A Conversation With Barbara Russell


"You ran into people wherever you went, except the mail box (laughs), never at the mailbox! When I would go shopping at the Giant in Wilde Lake, it would take me literally hours to get out of there, not that I was shopping so much but you know you'd have a conversation in every isle, in isle four with Helen and you know that's how it was with everybody. You'd go to the grocery store and you'd spend an eternity there because you met everybody you knew and you just had conversations."

One summer day in 1967, Barbara and Charles Russell were driving down Route 29 from Baltimore to visit friends in Rockville when they noticed the do not enter sign near the development of Columbia had been removed, so they entered. In July, they moved in, become two of the first 100 residents in Columbia.

"There was almost nothing in Columbia at the time, there wasn't even a village center. In fact, when we drove around there were these little muddy circles and we asked somebody what they were and they said oh those are going to be cul-de-sacs. And we said what the heck are cul-de-sacs?"

At the time, the Russells had followed their jobs at the Social Security Administration from California. Before moving to Columbia, they had lived in Woodlawn and even had to get married in Washington D.C., because it was illegal for an interracial couple to marry in Maryland.

"When I married Charles, my family was dead set against it and they felt and told me that they thought that I would forever be living on the fringes of society and my children."

Russell says that for most of the early residents, Columbia was their first experience in an integrated community. She recalls the day an older couple moved into the apartment above them. They mistook Charles for the maintenance man, requesting that he help them move in.

"So he did, he helped them move their stuff upstairs and when he was all finished he said let me introduce myself, I'm your neighbor Charles Russell, from the apartment down below."

42 years later, Russell thinks things have changed, that after James Rouse stopped driving the Rouse Company, the bottom line took the wheel instead of the vision. In her mind, the biggest problem of early Columbia was public transportation. When asked about current problems, she spoke about General Growth Properties.

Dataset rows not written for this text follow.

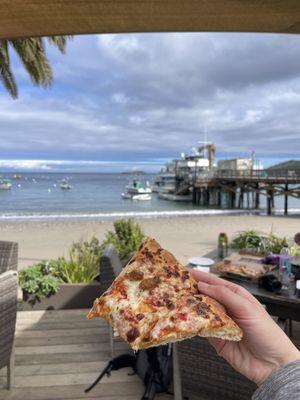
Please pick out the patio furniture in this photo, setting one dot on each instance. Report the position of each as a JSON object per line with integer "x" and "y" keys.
{"x": 8, "y": 256}
{"x": 8, "y": 312}
{"x": 110, "y": 268}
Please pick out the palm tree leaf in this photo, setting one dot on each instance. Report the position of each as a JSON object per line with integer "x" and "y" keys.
{"x": 6, "y": 76}
{"x": 32, "y": 54}
{"x": 59, "y": 41}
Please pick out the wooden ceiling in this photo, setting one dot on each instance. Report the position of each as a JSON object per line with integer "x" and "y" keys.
{"x": 25, "y": 18}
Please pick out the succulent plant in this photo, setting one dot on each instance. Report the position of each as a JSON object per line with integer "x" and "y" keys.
{"x": 297, "y": 238}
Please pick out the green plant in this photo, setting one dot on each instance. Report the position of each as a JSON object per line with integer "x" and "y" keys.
{"x": 35, "y": 280}
{"x": 258, "y": 242}
{"x": 83, "y": 263}
{"x": 126, "y": 237}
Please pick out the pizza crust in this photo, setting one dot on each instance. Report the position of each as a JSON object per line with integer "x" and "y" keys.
{"x": 155, "y": 301}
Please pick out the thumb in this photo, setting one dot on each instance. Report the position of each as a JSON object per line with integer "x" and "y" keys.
{"x": 236, "y": 305}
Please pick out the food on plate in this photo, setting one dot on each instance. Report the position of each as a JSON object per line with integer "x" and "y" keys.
{"x": 155, "y": 301}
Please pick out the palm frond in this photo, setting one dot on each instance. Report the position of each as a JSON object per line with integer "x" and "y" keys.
{"x": 32, "y": 54}
{"x": 59, "y": 41}
{"x": 6, "y": 76}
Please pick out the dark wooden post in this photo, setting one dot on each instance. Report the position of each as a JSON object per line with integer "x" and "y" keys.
{"x": 257, "y": 193}
{"x": 286, "y": 199}
{"x": 269, "y": 202}
{"x": 194, "y": 195}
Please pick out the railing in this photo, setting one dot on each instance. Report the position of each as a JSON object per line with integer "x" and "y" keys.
{"x": 260, "y": 174}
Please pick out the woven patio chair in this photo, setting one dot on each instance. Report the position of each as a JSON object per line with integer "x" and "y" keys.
{"x": 206, "y": 375}
{"x": 110, "y": 268}
{"x": 8, "y": 313}
{"x": 8, "y": 256}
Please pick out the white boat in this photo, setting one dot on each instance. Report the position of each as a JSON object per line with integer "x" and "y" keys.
{"x": 5, "y": 184}
{"x": 137, "y": 187}
{"x": 140, "y": 197}
{"x": 64, "y": 184}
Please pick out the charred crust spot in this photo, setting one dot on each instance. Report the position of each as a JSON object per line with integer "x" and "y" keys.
{"x": 149, "y": 283}
{"x": 202, "y": 313}
{"x": 135, "y": 275}
{"x": 170, "y": 306}
{"x": 204, "y": 305}
{"x": 185, "y": 275}
{"x": 199, "y": 310}
{"x": 166, "y": 296}
{"x": 190, "y": 301}
{"x": 140, "y": 316}
{"x": 132, "y": 334}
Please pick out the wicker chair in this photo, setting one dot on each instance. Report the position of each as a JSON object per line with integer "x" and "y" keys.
{"x": 8, "y": 312}
{"x": 206, "y": 375}
{"x": 110, "y": 267}
{"x": 8, "y": 256}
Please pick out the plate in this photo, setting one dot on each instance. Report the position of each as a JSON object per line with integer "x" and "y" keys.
{"x": 202, "y": 261}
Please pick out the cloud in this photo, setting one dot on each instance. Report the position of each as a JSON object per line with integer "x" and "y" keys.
{"x": 151, "y": 96}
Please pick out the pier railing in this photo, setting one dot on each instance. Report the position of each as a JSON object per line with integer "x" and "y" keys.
{"x": 288, "y": 175}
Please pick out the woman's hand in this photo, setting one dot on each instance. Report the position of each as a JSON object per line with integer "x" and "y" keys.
{"x": 264, "y": 348}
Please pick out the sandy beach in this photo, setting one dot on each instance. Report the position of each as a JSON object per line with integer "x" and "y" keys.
{"x": 184, "y": 236}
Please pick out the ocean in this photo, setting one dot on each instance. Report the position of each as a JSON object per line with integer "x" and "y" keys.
{"x": 37, "y": 196}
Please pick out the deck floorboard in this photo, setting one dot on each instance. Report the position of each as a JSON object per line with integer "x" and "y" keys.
{"x": 59, "y": 353}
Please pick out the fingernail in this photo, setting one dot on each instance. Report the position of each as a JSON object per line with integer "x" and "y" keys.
{"x": 203, "y": 285}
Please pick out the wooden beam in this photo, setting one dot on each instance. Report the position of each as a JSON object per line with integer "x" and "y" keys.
{"x": 59, "y": 17}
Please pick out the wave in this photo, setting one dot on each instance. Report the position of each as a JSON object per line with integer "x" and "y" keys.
{"x": 138, "y": 214}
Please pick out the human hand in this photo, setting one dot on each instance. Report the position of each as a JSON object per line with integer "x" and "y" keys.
{"x": 265, "y": 348}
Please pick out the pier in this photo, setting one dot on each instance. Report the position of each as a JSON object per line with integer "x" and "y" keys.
{"x": 238, "y": 189}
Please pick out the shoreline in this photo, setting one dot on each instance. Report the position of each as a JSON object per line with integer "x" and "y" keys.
{"x": 92, "y": 216}
{"x": 185, "y": 236}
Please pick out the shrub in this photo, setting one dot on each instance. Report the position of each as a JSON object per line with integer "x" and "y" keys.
{"x": 260, "y": 243}
{"x": 126, "y": 237}
{"x": 83, "y": 263}
{"x": 35, "y": 280}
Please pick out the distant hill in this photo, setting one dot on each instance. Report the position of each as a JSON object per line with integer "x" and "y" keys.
{"x": 286, "y": 165}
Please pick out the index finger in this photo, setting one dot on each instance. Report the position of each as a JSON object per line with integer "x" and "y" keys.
{"x": 216, "y": 281}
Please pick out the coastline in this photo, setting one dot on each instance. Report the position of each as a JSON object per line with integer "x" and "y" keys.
{"x": 186, "y": 236}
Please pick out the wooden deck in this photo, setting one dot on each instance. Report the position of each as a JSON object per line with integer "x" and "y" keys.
{"x": 59, "y": 353}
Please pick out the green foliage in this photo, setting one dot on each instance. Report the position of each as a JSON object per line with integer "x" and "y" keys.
{"x": 257, "y": 242}
{"x": 126, "y": 237}
{"x": 83, "y": 263}
{"x": 35, "y": 280}
{"x": 32, "y": 54}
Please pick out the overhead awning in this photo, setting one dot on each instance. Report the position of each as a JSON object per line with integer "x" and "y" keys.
{"x": 25, "y": 18}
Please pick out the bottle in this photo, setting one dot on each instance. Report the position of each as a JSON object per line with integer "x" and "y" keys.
{"x": 223, "y": 245}
{"x": 284, "y": 258}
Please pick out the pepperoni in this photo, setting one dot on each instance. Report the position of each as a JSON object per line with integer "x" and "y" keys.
{"x": 182, "y": 316}
{"x": 132, "y": 334}
{"x": 140, "y": 316}
{"x": 149, "y": 283}
{"x": 135, "y": 275}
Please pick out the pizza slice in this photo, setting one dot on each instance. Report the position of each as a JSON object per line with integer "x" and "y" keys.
{"x": 155, "y": 301}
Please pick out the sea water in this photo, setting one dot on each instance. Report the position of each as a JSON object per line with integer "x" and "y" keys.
{"x": 38, "y": 196}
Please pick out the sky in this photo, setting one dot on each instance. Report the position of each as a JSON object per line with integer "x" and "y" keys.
{"x": 127, "y": 100}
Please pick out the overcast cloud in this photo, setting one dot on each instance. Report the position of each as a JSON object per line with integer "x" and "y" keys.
{"x": 148, "y": 97}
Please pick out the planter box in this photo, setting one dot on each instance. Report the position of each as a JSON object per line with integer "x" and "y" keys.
{"x": 69, "y": 296}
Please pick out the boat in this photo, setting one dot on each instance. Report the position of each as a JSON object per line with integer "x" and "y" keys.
{"x": 170, "y": 182}
{"x": 137, "y": 187}
{"x": 5, "y": 184}
{"x": 64, "y": 184}
{"x": 136, "y": 190}
{"x": 140, "y": 197}
{"x": 17, "y": 176}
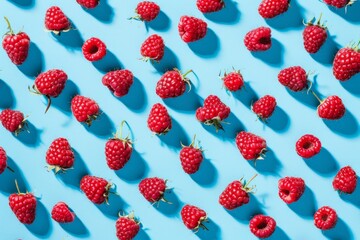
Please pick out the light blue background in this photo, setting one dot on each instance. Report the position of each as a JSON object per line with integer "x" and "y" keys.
{"x": 222, "y": 49}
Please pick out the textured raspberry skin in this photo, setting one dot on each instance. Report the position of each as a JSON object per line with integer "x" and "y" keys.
{"x": 12, "y": 120}
{"x": 291, "y": 189}
{"x": 147, "y": 11}
{"x": 294, "y": 78}
{"x": 94, "y": 49}
{"x": 262, "y": 226}
{"x": 346, "y": 64}
{"x": 24, "y": 207}
{"x": 234, "y": 196}
{"x": 325, "y": 218}
{"x": 61, "y": 213}
{"x": 264, "y": 107}
{"x": 250, "y": 145}
{"x": 126, "y": 228}
{"x": 345, "y": 180}
{"x": 331, "y": 108}
{"x": 308, "y": 146}
{"x": 192, "y": 216}
{"x": 84, "y": 109}
{"x": 96, "y": 189}
{"x": 118, "y": 81}
{"x": 209, "y": 6}
{"x": 273, "y": 8}
{"x": 56, "y": 20}
{"x": 191, "y": 29}
{"x": 153, "y": 48}
{"x": 17, "y": 47}
{"x": 159, "y": 120}
{"x": 258, "y": 39}
{"x": 152, "y": 189}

"GGP is not giving anything to the county, it just wants the density and zoning changes worth billions and is not agreeing to pay for the costs of infrastructure to pay for affordable housing, to pay for cultural amenities, its not, it doesn't want to pay and hasn't promised to pay and hasn't agreed to pay for anything. And now it can't afford to pay for anything. And so it would be in my mind, a real rip if you will off to the taxpayers, to allow them to do that without any of the trade offs."